Mayor Sheila Dixon's plan for fighting crime in the city is another positive initiative in her brief tenure as mayor ("Dixon outlines city crime-fighting plan," May 1).

Targeting the most dangerous offenders, cracking down on illegal guns and strengthening community partnerships are all progressive steps.

City Police Commissioner Leonard D. Hamm called the mayor's plan the right strategy because he believes the city streets are now manageable. But he cautions that our streets are "still violent."

The commissioner did not say why our streets are "still violent." But can there be any doubt that street crime, murder and their incalculable cost to the city in dollars and the qualify of life are directly related to the profit generated by the illegal drug trade?

We have been fighting the so-called war on drugs for 25 years or more. But the hopeless and cynical attempt (i.e., "Just Say No") to stop the flow of drugs has not worked.

Our nation has one of the world's highest murder rates in addition to uncontrolled street crime, a skyrocketing prison population and generations of lost young people.

We have squandered billions, and continue to spend billions, on the drug war - money that could and should be used in support of the sort of programs Ms. Dixon has suggested to make our streets safe.

Yet the drug trade remains so lucrative that our streets are "still violent."

Take the profit out of street drugs and the street corners would no longer be the subject of tragic TV dramas. They could become again what they used to be - places to hang out and watch the world go by.

Twenty-five years of a failed strategy should tell us something.

But is anyone listening?

Edward J. Gutman


The writer is a former city labor commissioner and a former member of the Board of School Commissioners.

Dixon right to revive anti-crime strategy

Mayor Sheila Dixon deserves praise for scrapping her predecessor's approach to violent crime in favor of a more focused and community-friendly strategy ("Dixon outlines city crime-fighting plan," May 1).

Her program is remarkably similar to the Operation Safe Neighborhoods plan, which was instituted by Mayor Kurt L. Schmoke and Baltimore State's Attorney Patricia C. Jessamy in the late 1990s and which was already having a significantly positive impact when Martin O'Malley was elected mayor.

Homicides continued to decline during the early years of the O'Malley administration.

Sadly, Mr.

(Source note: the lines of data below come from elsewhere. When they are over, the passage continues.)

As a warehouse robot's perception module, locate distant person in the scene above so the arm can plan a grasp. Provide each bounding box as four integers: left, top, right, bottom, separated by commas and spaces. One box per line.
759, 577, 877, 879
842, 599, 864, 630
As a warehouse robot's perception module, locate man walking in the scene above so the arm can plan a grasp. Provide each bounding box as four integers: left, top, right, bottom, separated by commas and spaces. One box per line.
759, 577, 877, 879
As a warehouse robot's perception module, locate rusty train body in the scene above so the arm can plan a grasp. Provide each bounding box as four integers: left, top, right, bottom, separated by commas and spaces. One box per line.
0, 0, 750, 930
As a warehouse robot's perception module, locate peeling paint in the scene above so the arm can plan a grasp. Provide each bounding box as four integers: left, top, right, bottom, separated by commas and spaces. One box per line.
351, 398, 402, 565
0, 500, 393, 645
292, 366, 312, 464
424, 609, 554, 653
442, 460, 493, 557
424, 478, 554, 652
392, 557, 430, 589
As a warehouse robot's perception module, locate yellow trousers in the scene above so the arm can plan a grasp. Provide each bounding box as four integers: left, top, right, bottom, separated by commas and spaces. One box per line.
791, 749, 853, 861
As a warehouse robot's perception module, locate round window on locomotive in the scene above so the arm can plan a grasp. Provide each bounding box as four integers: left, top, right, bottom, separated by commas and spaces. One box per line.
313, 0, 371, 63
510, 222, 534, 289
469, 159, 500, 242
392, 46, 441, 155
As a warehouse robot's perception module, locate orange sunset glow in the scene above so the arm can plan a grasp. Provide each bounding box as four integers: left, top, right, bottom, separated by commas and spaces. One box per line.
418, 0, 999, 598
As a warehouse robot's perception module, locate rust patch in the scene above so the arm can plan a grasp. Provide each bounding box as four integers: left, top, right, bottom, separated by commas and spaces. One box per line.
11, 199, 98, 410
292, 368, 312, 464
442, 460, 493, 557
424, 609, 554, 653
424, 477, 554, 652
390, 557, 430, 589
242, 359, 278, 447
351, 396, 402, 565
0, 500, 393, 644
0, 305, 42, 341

O'Malley jettisoned Operation Safe Neighborhoods in favor of his signature zero-tolerance policy, which he stubbornly and foolishly pursued thereafter.

The results were a massive waste of fiscal and human resources, an extraordinary distraction from the business of fighting real crime, questionable arrests of thousands of people and the resulting alienation of entire communities even as the city's homicide rate edged up again.

Thanks to Ms. Dixon for this long-overdue, not-so-new beginning.

Barry C. Steel


Gun shops aren't source of violence

Excluding irrational acts by the mentally ill, violence begins at home, not in the gun shop ("Dangerous and armed," editorial, April 26).

It begins with parents who do not provide their children the love and care they need.

It begins with parents who do not teach their children right from wrong, good manners and respect for others. It begins with parents who do not supervise their children's activities and do not correct them when they do something wrong.

It begins with parents who spoil their children and do not teach them the value of patience, hard work, self-control and nonviolent means for conflict resolution.

If we want to reduce violence in our society, then parents must fulfill their parental obligations to their children.

And society must hold parents responsible for their children's misdeeds and punish the parents along with the children when children commit a crime.

Douglas J. Kingsley


Garbling the data on guns and crime

From Thomas F. Schaller's critique of my research to his claim that I am a political scientist (I am an economist), his column "More guns on campus?" (Opinion * Commentary, April 18) got it wrong.

The 2003 Brookings Institution study he cites claimed that the concealed-carry laws in two states were passed one year earlier than the date my research had used and that this supposed "coding error" implied there was no drop in robbery rates as a result of right-to-carry laws.

Yet, even ignoring the fact that the Brookings study did other things differently from the study I conducted and that other researchers have used the same dates I used, the results from the Brookings study still showed drops in murder, rape and aggravated assaults in concealed-carry states.

Most important, the Brookings study didn't even discuss the evidence I used on multiple-victim public shootings, which, given the attack at Virginia Tech, I thought was the whole point of Mr. Schaller's piece.